The American Medical Association remains opposed to doctors participating in assisted suicide, saying in a policy statement on its website that doing so was fundamentally incompatible with a doctor's role as a healer, would be difficult to control and posed "serious societal risks."
The press release announcing their decision is filled with absurd attempts to cover their disregard for the lives of those considering suicide and sounds eerily like the rhetoric and euphemisms used to defend abortion on demand. Assisted suicide is called “physician aid in dying” or “end of life options.” The relationship between doctor and patient is exalted. Helping someone kill themselves is equated with methods of “treatment.”

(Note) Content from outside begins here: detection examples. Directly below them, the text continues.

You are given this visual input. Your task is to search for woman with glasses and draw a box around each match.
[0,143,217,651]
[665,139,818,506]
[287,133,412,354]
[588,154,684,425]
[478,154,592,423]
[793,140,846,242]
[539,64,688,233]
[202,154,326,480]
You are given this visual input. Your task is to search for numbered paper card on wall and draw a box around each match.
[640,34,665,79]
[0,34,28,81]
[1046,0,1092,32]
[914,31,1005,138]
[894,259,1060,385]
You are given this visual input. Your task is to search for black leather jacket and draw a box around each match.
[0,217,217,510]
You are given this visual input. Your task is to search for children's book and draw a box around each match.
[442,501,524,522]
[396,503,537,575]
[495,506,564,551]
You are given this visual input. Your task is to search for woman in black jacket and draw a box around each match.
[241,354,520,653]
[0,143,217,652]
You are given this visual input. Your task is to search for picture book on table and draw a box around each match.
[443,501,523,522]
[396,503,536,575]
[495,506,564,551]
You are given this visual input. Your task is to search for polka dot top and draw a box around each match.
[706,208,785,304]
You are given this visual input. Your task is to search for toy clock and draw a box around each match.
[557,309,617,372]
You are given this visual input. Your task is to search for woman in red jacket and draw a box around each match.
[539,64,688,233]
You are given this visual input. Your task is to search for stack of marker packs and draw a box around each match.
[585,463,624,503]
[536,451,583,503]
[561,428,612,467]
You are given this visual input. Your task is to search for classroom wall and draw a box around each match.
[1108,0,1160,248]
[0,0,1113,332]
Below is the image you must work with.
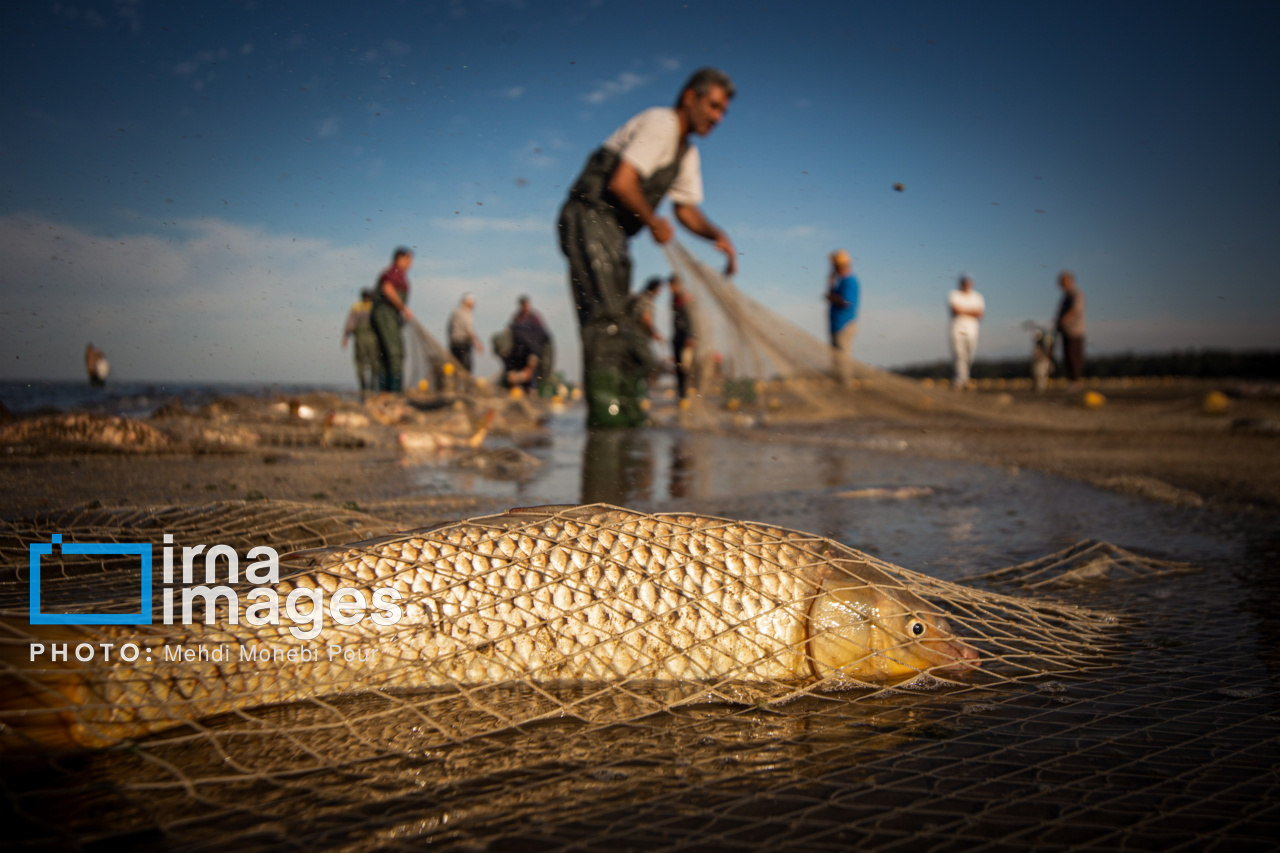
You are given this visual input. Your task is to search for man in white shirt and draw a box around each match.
[559,68,737,427]
[449,293,484,373]
[947,275,987,391]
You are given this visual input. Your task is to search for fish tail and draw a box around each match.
[0,620,102,752]
[467,409,498,447]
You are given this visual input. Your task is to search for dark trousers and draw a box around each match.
[671,334,689,400]
[356,325,378,391]
[370,302,404,391]
[449,341,475,373]
[1061,334,1084,382]
[559,200,653,427]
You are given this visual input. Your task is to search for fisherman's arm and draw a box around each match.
[609,160,676,243]
[676,205,737,275]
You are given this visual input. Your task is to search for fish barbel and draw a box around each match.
[0,505,978,745]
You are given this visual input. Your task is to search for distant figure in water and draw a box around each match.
[503,296,552,392]
[449,293,484,373]
[1032,328,1053,393]
[1056,269,1084,391]
[342,288,378,400]
[827,248,859,384]
[947,275,987,391]
[371,248,413,392]
[84,343,111,388]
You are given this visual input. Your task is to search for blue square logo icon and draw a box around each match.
[31,533,151,625]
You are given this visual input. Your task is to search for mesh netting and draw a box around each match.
[0,505,1280,850]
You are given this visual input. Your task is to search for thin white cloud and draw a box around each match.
[728,223,832,241]
[582,72,653,104]
[431,216,550,234]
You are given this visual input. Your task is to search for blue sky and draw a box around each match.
[0,0,1280,383]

Important issues, which previously led the California Medical Association to oppose assisted suicide and attempts to legalize it, are not mentioned or refuted. Those issues include the potentials for abuse, the recognition that desire for suicide is rarely a rational decision, fears that legalizing assisted suicide could undermine hospice care, the uncertainly of medical diagnoses, and how assisted suicide violates the fundamental “do no harm” medical ethic.
While the California Medical Association is the first state medical association group to announce they are "neutral" on physicians helping to kill patients, only time will time if they are the last.